Mr Baréz Brown, who has worked with Coca-Cola, ITV and The Guardian, added: “Some of the best leaders I know are very self aware.”

He urged practice owners to remain positive. “Positivity makes us more insightful and gives you chance to nurture ideas to see if they might work. If you’re not positive, nothing will work. We need critical thinking to know what needs fixing, then we need positivity to fix the problem,” he explained.

His parting wisdom to his newly acquired followers was: “Be yourself, believe in yourself and tap into your own uniqueness.”

Successful

Speaker Dave Fishwick, the man behind Channel 4’s Bank of Dave, told practitioners how he had left education at 16 with no qualifications after being bullied throughout his school years, but was now being a successful businessman with his own bank.

During his talk, he shared his secrets for success, emphasising the importance of taking advantage of every opportunity that comes along, and if there was an obstacle, then finding a way around it, which was how Bank of Dave was born.

In Mr Fishwick’s blunt Burnley style, he explained his rules for business – “Rule number one – never lose money. Rule number two – never forget rule number one. Rule three – never give up. Finally, rule number four – never, ever give up.”

He added: “Surround yourself with good people, treat them how you’d like to be treated and they will be loyal. Leave very capable people in charge.”

He told delegates: “Set yourself a goal. What do you really want to do? Not what you have to do.

“Self belief is everything, if you believe in yourself, you can achieve anything, then just remember rule number four, never ever give up,” he concluded.
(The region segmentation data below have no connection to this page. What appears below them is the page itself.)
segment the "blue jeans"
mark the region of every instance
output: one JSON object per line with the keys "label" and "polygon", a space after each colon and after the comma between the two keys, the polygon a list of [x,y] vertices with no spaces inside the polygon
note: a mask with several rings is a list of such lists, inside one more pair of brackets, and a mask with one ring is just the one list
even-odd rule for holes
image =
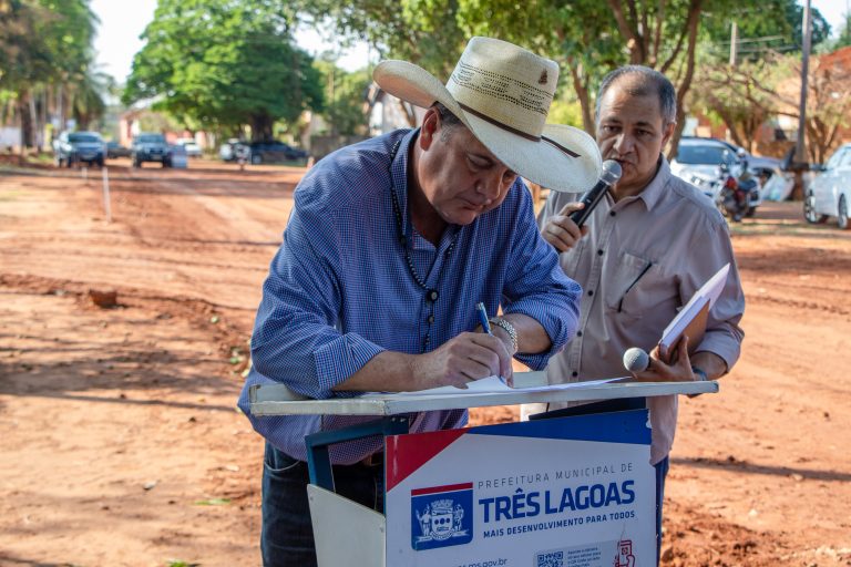
{"label": "blue jeans", "polygon": [[665,477],[670,468],[670,458],[665,458],[654,465],[656,468],[656,565],[662,557],[662,504],[665,499]]}
{"label": "blue jeans", "polygon": [[[379,465],[334,466],[337,494],[375,511],[385,507],[385,470]],[[263,464],[263,527],[260,554],[264,567],[316,566],[314,528],[307,485],[307,463],[266,443]]]}

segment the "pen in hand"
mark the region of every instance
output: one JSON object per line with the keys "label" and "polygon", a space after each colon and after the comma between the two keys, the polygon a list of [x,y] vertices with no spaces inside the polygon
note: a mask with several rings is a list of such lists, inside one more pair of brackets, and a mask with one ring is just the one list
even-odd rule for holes
{"label": "pen in hand", "polygon": [[[493,337],[493,333],[491,332],[491,323],[488,321],[488,310],[484,308],[484,303],[481,301],[476,303],[475,310],[479,313],[479,322],[482,323],[482,330]],[[499,379],[503,384],[507,384],[504,378],[499,377]]]}
{"label": "pen in hand", "polygon": [[484,308],[483,302],[479,302],[475,306],[475,310],[479,313],[479,322],[482,323],[482,329],[484,329],[484,332],[486,332],[490,336],[493,336],[491,332],[491,323],[488,321],[488,310]]}

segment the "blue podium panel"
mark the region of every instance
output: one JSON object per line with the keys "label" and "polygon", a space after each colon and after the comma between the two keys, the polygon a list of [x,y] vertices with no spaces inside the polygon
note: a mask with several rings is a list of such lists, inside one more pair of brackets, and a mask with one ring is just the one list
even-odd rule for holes
{"label": "blue podium panel", "polygon": [[656,561],[647,410],[387,437],[387,565]]}

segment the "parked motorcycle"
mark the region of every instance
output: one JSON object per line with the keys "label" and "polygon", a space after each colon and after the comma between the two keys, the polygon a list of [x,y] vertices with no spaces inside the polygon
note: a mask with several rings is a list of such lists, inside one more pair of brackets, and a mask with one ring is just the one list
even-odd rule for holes
{"label": "parked motorcycle", "polygon": [[721,165],[724,184],[716,194],[716,206],[721,214],[735,223],[744,217],[752,217],[759,204],[759,181],[748,169],[747,161],[742,163],[738,177],[732,174],[729,166]]}

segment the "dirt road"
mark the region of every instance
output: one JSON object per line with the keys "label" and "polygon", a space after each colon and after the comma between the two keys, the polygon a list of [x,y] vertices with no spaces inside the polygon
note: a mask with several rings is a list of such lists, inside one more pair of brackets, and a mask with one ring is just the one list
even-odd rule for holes
{"label": "dirt road", "polygon": [[[259,564],[234,402],[303,173],[113,166],[110,224],[98,172],[0,171],[0,565]],[[849,566],[851,231],[773,204],[734,245],[747,338],[681,402],[664,563]]]}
British adventurer Debra Searle gave an emotional talk about her gruelling three-and-half month trip rowing across the Atlantic Ocean after her then husband, an international rower, had given up.
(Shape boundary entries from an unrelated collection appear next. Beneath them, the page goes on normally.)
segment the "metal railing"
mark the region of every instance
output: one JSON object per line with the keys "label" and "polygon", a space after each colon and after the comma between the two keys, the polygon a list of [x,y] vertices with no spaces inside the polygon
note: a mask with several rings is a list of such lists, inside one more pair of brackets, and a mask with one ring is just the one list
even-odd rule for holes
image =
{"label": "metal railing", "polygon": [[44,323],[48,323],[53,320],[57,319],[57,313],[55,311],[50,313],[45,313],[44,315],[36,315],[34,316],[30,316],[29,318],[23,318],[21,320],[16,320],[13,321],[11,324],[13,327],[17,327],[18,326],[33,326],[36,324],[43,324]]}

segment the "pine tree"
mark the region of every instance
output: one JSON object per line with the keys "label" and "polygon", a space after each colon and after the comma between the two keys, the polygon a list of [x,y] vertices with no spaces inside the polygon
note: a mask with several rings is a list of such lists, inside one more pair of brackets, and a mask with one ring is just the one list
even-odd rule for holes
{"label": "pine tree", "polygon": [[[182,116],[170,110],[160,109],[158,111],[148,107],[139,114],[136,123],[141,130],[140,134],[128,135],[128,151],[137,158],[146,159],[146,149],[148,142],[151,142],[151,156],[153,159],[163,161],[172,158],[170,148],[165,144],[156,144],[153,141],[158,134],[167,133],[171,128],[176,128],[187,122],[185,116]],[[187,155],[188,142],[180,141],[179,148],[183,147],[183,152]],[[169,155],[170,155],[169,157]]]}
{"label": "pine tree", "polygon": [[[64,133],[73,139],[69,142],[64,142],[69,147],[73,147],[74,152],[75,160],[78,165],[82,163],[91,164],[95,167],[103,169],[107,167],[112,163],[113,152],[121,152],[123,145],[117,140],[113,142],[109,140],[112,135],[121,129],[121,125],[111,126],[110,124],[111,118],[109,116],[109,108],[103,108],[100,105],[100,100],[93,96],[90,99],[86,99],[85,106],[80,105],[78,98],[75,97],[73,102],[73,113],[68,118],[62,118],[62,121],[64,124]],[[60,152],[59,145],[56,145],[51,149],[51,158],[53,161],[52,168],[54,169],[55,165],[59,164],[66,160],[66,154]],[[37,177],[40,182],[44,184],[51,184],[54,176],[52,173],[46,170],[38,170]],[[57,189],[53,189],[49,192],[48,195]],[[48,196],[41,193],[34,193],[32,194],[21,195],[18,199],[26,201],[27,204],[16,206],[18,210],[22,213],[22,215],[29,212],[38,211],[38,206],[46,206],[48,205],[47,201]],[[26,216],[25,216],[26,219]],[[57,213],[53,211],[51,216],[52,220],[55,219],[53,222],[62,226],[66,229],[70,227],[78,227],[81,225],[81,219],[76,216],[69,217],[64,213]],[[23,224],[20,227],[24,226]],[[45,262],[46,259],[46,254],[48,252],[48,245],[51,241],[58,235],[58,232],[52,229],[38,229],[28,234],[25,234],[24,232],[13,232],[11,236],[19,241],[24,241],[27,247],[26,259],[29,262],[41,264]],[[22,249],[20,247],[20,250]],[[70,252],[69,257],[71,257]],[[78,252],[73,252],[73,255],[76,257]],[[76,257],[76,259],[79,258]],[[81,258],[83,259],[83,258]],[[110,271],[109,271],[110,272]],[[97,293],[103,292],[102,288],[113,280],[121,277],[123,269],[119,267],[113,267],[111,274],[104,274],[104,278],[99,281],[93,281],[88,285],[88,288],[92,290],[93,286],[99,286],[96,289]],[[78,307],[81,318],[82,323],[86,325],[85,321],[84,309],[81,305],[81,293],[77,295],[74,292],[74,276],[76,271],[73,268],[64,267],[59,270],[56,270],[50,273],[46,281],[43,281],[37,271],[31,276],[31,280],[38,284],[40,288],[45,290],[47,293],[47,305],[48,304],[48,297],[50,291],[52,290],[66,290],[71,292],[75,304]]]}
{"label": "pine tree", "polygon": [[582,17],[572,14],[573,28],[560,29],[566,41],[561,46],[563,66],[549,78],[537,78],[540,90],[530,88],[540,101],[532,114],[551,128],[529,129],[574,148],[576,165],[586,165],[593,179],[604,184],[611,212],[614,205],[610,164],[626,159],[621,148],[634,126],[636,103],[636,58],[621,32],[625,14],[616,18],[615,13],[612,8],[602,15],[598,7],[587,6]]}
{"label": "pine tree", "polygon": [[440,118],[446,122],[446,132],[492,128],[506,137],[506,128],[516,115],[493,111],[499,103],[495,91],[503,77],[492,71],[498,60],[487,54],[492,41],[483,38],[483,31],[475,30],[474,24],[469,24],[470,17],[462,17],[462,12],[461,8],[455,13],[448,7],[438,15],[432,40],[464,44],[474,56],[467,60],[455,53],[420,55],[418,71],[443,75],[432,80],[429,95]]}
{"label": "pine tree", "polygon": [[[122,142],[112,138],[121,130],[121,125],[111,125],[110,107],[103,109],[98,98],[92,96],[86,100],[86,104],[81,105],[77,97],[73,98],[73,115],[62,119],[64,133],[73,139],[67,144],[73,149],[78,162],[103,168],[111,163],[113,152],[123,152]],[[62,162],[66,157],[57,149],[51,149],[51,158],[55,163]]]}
Ms Searle was awarded an MBE in 2002 in recognition of her achievement, and in 2010 she was appointed Member of the Royal Victorian Order (MVO) for her work with the Duke of Edinburgh’s Award.

“Being pushed out of my comfort zone made me come back and be better at business,” she told delegates.

Ms Searle explained that it was her mental determination that had helped get her through the ordeal of dealing with extreme elements, sharks, crippling loneliness and Barney the giant sea turtle who was determined to eat the weed on the bottom of the boat causing it to crack.

“85% of success is down to determination and mental traits,” she concluded.

The event’s gala dinner featured a charity appeal for the first time, with delegates pledging over £6500 to Vision Care for Homeless People.

At the conference, Mr Rowley updated users about the company’s new partnership with Optos, which will help them to share retinal images across multiple practice sites. He highlighted that their patients could also access images through the MySight portal on the Optix software.

Another new feature is the creation of a catalogue system and product hub, enabling a single point of contact for suppliers and customers. Frames, contact lenses and sunglasses can be added directly by suppliers to the customer portal, with Optix users getting real time alerts to advise them of new products.

Delegates at the conference were warned about the increasing need for better internet security in an unnerving talk given by Check Point SMB product manager, Aviv Abramovich, who had flown in from Israel to address the Optix conference.

He emphasised that one in five small businesses falls victim to hackers, often through staff inadvertently opening pictures or documents, or by using USB sticks, that contain a damaging virus.

Mr Rowley was delighted with this year’s conference, he told OT. “We promised to raise the bar higher than ever this year, and that was achieved in style. Celtic Manor provided a wonderful backdrop for our delegates to enjoy two days of education, stimulating speakers, and socialising with colleagues,” he said.

“None of this would be possible without the support of our industry partners and we are very grateful to the 22 companies that supported us this year,” he concluded.

The next Optix conference will be at the Celtic Manor Resort from 13–15 March 2017.